Japanese bandleader and composer (1906–1942)

Sugii Kōichi (杉井幸一) was a Japanese bandleader, composer, arranger, conductor, singer, and accordionist who was one of the pioneers of Japanese jazz. His musical arrangements skillfully bridged Eastern and Western styles, combining American orchestral jazz with Japanese pop and Chinese folk music to create a sophisticated and melodic hybrid style which one scholar has deemed, "among the most compellingly original in Japanese prewar and wartime jazz", and another scholar has called "the apex of wartime jazz" in Japan.

== Biography ==
Sugii was born in Tokyo in 1906. His mother sang traditional Japanese music while accompanying herself on the shamisen.

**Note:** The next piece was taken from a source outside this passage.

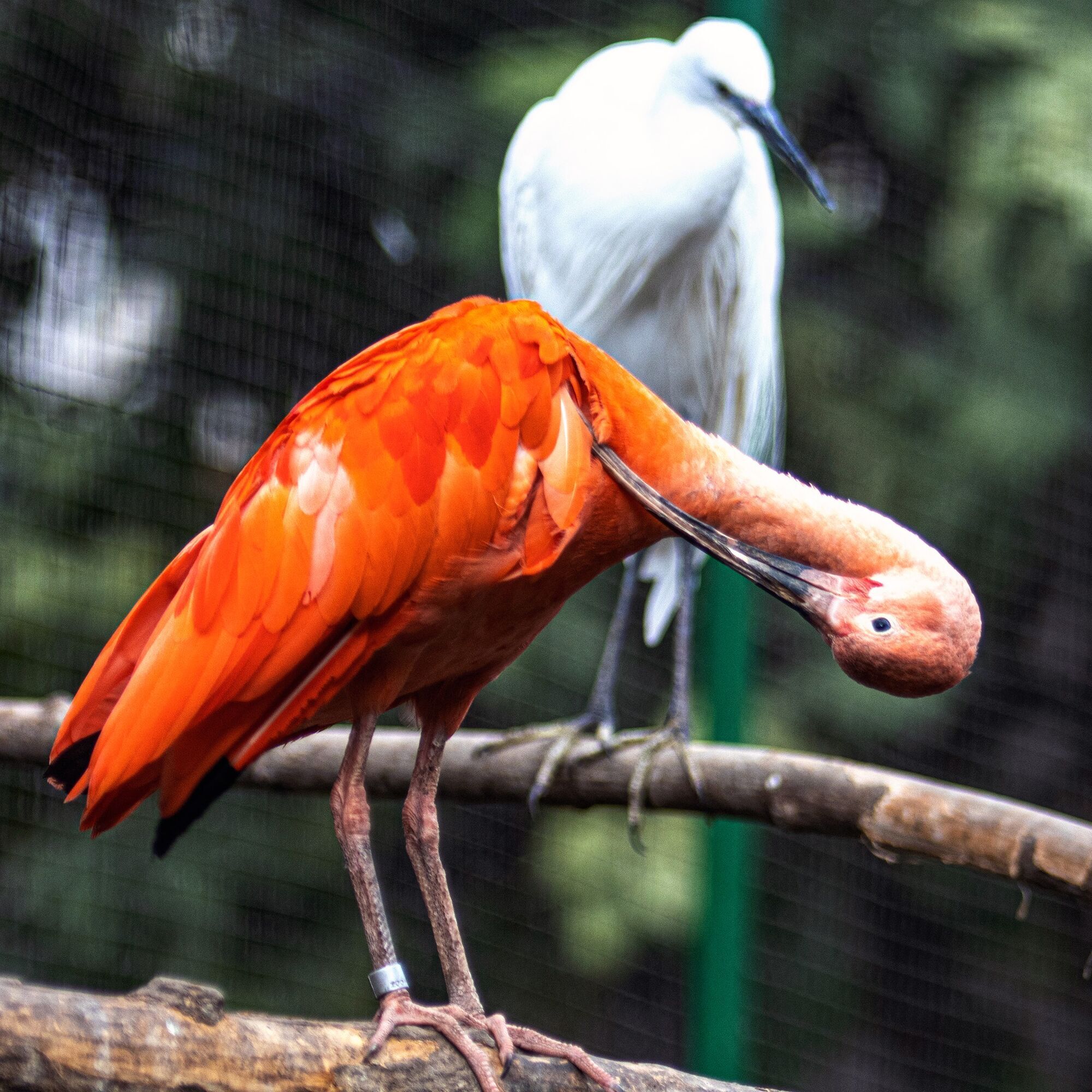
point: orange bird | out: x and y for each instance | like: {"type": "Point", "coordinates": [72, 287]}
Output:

An early familiarity with his country's native folk songs later inspired Sugii to arrange these melodies in jazz settings.

Sugii took piano lessons from a Canadian teacher, and became an ardent admirer of Western classical traditions, jazz, and film music. In 1930, after graduating from Tokyo Imperial University, he was hired by the Osaka Merchant Shipping Company, which assigned him to Buenos Aires. In Argentina, the young business executive became enamored of the tango. Convinced his true interests were in music, Sugii returned to Japan in 1934 and found work composing and recording for a film studio. In 1935, he joined Sakurai Kiyoshi's Sakurai y Su Orquesta, a Latin-influenced band which specialized in tangos.

In 1936, under contract to the King Records label, Sugii made his first recordings as a solo accordionist and singer. In 1938, as a staff arranger, he directed the "King Novelty Orchestra" in releasing the King Records "Salon Music Series," a series of orchestral recordings (30 songs on 15 records) which launched a "Salon Music" vogue in Japan. The sessions were released under a variety of names, including the King Novelty Orchestra, the King Salon Orchestra, the King Jazz Band, and the Sugii Accordion Ensemble. When Sugii and his orchestra performed on radio broadcasts, they did so under names such as "The New Order Rhythm Orchestra," reflecting the increasingly tight ideological control over radio by state authorities during this period. In addition to providing arrangements, Sugii conducted the orchestra, played accordion, bandoneon, or piano, and occasionally sang on these recordings.

Sugii's arrangements are notable for their creative combination of jazz and swing lexicon with traditional Chinese and Japanese instruments and melodic elements. Sugii employed the jazz idiom as a somewhat neutral ground upon which to interpolate exotic Japanese and Chinese elements. At a time of growing nationalism and xenophobia in Japan, Suigii sought to naturalize a uniquely "Japanese" style of jazz that could avoid censorship and suppression by the state.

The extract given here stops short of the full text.